Ontario’s Mule Car
Photo Courtesy Ovitt Family Library Ontario’s famed mule car hauled passengers up and down Euclid Avenue for eight years through 1895. Mules would haul the car to the top of the street and then ride back down to downtown as the car was powered by gravity.
We are surrounded by evidence of history.
I grew up in a 1960s housing tract in Ontario, California and always loved driving up Euclid Avenue, particularly north through the downtown towards Upland. The early commercial district and houses, old peppertrees and grevilia, and the elephant-toe stone curbs, all against a dramatic mountain backdrop give the place a real old timey main street U.S.A feel-very different from our subdivision.
One of my favorite features of Euclid Avenue has always been the Mule Car exhibit and interpretive center in the median just south of B Street. The Euclid Avenue Mule Car and railroad tracks comprised a trolley car system that ran down the center of the street’s median (Department of Parks and Recreation 1974; City of Ontario ca. 2020). It was first developed in 1887. Two trolly cars were used, each pulled north by a single mule up the hill towards 24th Street in Upland. The uphill climb took about an hour. At the north end of the line, the mule would be loaded onto a trailer at the back of the car, and it would descend the hill to the south end of the track using gravity and a brake system. The downhill descent for the passengers (and the mules) only took 20 minutes.
Tracks visible up the median of Euclid Ave in this Ontario Lithograph 1880s of Euclid Avenue looking North from Holt Avenue (Caltrans District 8 and City of Ontario 2023)
Electric trollies replaced the mule-powered ones in 1896 and the mules were sold to a farmer.
Although the median and much of its original landscaping remain in place, the line was completely removed sometime in the early to mid-twentieth century. People have told me about sections of track that are still there, but I’ve never seen them.
The Mules refused to pull downhill, waiting for their free ride.
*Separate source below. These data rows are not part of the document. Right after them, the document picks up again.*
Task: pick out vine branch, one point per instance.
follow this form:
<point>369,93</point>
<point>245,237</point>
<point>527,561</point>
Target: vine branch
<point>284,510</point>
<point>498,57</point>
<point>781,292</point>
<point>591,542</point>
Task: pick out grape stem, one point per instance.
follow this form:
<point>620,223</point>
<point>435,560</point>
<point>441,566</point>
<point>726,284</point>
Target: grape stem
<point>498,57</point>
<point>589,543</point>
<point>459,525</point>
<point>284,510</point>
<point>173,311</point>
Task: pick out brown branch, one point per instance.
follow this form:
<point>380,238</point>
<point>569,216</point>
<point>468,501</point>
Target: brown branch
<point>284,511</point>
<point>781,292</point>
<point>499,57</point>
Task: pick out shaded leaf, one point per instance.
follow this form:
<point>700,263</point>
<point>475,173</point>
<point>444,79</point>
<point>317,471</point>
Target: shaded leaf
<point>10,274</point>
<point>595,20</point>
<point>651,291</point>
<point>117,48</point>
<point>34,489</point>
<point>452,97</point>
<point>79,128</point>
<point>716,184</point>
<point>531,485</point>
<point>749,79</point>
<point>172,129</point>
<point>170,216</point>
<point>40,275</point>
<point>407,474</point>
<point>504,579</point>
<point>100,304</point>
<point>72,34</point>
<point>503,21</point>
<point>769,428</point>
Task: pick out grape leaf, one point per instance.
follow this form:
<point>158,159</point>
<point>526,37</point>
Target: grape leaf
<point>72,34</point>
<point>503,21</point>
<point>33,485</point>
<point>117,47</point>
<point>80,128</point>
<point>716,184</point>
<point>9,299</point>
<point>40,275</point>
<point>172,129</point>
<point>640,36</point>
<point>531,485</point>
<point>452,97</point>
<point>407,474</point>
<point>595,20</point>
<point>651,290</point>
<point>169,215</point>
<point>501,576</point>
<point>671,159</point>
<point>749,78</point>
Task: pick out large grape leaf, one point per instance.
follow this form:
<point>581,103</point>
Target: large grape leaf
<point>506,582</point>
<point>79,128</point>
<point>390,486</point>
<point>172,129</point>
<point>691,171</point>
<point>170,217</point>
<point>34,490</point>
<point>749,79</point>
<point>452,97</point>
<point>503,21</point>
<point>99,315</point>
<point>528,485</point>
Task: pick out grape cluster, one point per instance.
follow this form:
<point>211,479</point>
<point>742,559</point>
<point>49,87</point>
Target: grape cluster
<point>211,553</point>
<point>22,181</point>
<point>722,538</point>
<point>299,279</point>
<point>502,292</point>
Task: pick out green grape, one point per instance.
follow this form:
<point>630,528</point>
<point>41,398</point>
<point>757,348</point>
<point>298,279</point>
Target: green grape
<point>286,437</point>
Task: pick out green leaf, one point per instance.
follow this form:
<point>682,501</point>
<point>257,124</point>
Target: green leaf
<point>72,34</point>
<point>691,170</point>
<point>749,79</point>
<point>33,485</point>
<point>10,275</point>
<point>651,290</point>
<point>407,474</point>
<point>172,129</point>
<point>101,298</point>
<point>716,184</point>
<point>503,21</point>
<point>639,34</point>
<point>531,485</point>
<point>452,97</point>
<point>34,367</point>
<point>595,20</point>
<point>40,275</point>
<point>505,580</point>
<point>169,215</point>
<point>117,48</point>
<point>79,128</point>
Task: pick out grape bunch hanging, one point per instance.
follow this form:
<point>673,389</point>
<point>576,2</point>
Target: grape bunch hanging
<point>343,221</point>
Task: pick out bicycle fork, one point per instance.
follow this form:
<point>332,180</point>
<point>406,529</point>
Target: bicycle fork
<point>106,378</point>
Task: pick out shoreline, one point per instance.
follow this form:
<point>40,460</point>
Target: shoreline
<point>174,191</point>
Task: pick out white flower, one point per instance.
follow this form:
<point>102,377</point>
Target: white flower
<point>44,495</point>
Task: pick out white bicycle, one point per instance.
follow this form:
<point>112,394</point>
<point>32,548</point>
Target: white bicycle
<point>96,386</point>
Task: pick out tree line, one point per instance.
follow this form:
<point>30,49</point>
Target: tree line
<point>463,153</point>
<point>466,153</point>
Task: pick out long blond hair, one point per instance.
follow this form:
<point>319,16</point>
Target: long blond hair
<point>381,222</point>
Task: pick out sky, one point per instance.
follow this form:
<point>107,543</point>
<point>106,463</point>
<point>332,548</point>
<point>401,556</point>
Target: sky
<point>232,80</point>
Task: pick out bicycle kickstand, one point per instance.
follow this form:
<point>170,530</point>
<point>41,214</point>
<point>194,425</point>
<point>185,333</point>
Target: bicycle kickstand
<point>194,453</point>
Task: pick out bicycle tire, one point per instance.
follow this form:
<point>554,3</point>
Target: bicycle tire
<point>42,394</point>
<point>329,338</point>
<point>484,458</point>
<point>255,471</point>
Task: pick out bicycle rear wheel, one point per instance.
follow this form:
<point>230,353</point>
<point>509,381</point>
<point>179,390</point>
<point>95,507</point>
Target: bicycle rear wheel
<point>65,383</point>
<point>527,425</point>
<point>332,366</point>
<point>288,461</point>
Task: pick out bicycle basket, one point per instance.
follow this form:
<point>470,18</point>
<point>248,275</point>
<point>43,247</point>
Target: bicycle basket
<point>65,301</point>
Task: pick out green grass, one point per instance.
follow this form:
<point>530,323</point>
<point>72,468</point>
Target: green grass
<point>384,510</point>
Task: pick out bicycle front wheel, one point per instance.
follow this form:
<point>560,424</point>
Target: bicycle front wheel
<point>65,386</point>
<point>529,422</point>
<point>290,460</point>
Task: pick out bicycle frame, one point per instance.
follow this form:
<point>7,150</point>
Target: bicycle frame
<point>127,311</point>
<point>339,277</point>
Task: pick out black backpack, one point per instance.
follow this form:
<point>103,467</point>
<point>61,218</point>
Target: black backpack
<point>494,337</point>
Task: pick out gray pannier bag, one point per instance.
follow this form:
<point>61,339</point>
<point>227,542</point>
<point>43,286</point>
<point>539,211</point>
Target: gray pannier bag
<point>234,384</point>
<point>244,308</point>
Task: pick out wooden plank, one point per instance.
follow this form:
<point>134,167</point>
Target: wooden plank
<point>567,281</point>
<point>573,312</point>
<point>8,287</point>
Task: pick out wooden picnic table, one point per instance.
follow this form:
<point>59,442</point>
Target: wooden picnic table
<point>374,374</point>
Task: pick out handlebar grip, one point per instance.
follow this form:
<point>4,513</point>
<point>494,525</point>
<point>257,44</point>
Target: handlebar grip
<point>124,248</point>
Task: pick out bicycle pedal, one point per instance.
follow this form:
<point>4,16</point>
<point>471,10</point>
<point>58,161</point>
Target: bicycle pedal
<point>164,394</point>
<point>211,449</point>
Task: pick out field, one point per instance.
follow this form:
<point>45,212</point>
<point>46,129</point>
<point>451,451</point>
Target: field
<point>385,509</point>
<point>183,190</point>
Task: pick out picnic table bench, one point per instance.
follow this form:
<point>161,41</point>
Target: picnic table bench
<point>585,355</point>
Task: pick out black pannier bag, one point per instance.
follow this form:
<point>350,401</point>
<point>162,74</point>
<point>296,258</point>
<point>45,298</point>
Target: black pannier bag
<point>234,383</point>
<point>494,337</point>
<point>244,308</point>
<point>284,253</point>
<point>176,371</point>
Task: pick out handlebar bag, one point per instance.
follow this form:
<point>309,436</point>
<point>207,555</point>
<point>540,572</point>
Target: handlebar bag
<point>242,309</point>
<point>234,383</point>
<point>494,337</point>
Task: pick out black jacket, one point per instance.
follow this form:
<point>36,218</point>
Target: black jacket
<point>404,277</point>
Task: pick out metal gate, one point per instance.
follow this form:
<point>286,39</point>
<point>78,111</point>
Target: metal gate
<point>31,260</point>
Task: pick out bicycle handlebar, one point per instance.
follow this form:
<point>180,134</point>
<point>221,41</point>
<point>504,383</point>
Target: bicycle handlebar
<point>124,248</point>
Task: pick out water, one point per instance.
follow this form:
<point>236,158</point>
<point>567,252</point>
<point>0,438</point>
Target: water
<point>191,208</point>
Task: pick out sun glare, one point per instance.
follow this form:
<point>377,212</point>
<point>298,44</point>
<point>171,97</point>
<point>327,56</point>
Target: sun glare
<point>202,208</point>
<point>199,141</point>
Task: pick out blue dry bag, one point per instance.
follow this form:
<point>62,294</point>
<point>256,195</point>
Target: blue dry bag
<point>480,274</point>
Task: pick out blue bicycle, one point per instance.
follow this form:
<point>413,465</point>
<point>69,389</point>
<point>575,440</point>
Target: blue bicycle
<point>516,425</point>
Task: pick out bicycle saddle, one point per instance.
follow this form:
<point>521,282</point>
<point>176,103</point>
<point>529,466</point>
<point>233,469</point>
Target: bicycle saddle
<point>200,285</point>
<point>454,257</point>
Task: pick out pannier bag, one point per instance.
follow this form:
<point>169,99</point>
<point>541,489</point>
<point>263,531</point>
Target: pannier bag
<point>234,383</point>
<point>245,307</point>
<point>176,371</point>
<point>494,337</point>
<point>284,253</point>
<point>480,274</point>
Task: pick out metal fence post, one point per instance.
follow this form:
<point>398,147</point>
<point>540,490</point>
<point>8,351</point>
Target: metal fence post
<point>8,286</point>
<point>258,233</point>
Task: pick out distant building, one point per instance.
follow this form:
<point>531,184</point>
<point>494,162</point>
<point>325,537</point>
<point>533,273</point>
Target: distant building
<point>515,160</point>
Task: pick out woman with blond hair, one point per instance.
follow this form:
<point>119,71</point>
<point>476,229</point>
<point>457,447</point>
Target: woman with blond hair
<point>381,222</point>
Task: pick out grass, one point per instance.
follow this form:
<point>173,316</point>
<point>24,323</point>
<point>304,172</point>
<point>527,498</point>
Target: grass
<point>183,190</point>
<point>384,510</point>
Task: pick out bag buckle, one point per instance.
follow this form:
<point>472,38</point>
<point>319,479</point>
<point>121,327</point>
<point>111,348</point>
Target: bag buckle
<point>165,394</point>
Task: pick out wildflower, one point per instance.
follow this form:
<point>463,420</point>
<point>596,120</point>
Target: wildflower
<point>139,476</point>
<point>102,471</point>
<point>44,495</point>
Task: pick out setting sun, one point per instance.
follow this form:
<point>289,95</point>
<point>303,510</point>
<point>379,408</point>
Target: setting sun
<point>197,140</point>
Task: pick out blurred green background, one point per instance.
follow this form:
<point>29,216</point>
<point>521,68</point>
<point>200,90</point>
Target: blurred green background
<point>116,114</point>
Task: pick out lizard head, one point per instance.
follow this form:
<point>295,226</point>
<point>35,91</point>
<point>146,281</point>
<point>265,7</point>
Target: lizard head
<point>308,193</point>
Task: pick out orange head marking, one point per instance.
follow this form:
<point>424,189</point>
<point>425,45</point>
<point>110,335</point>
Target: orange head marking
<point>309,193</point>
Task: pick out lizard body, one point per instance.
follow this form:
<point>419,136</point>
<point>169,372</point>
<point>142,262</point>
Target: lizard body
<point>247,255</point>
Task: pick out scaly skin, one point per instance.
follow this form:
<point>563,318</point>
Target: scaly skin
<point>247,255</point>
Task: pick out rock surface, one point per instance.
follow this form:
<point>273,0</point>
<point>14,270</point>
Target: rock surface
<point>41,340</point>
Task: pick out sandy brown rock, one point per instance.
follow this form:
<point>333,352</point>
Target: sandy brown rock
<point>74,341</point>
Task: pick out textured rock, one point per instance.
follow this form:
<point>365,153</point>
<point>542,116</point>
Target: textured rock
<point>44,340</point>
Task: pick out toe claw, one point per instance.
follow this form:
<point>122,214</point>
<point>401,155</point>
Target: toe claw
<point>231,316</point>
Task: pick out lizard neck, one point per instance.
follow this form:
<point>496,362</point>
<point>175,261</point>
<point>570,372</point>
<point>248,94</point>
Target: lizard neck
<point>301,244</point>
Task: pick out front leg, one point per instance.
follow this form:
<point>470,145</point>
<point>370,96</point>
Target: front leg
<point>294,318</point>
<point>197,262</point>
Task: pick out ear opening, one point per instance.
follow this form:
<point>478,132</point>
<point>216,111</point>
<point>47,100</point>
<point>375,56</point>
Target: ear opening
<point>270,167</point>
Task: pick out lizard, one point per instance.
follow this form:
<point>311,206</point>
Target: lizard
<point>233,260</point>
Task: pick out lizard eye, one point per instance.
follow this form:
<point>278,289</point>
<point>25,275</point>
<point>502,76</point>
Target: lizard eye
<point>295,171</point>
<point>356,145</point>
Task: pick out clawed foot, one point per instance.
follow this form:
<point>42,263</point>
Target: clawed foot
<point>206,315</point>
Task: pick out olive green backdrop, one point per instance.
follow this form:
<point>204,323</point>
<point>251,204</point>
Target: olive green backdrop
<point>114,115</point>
A local anecdote states that when the mules retired from trolly work, they were sold to a farmer. Supposedly, the farmer used them to plow a field with furrows that were oriented north by south, in a neighborhood with a similar aspect to Euclid Avenue. When the mules got to the north (uphill) end of the field, they wouldn’t turn to plough to the south. They were waiting to be loaded on to a trailer for the free ride. The mules were quickly put out to pasture. We couldn’t verify every word of the mule-retirement story, but it’s true that it is a story.
Ontario Mule Cart Monument on Euclid Avenue
A small display featuring a reconstruction of one of the mule car trollies was placed in the Euclid Avenue median just south of its intersection with East B Street (immediately west of the project alignment). This resource was listed as a California Point of Historical Interest in 1974 (Reg. No. SBr-033), but was subsequently found ineligible for the National Register of Historic Places. During a partial inventory of the District, we re-recorded the Mule Car exhibit and updated its documentation for the state archive, as required. No changes to the display are proposed.
BCR Consulting was recently involved in a cultural resources assessment at the City of Ontario Recycled Water Distribution Project in the City of Ontario. The City is committed to preservation of its resources, and BCR Consulting has assisted by recommending measures to minimize development-related impacts to its historical resources, particularly along the Euclid Avenue Historic District.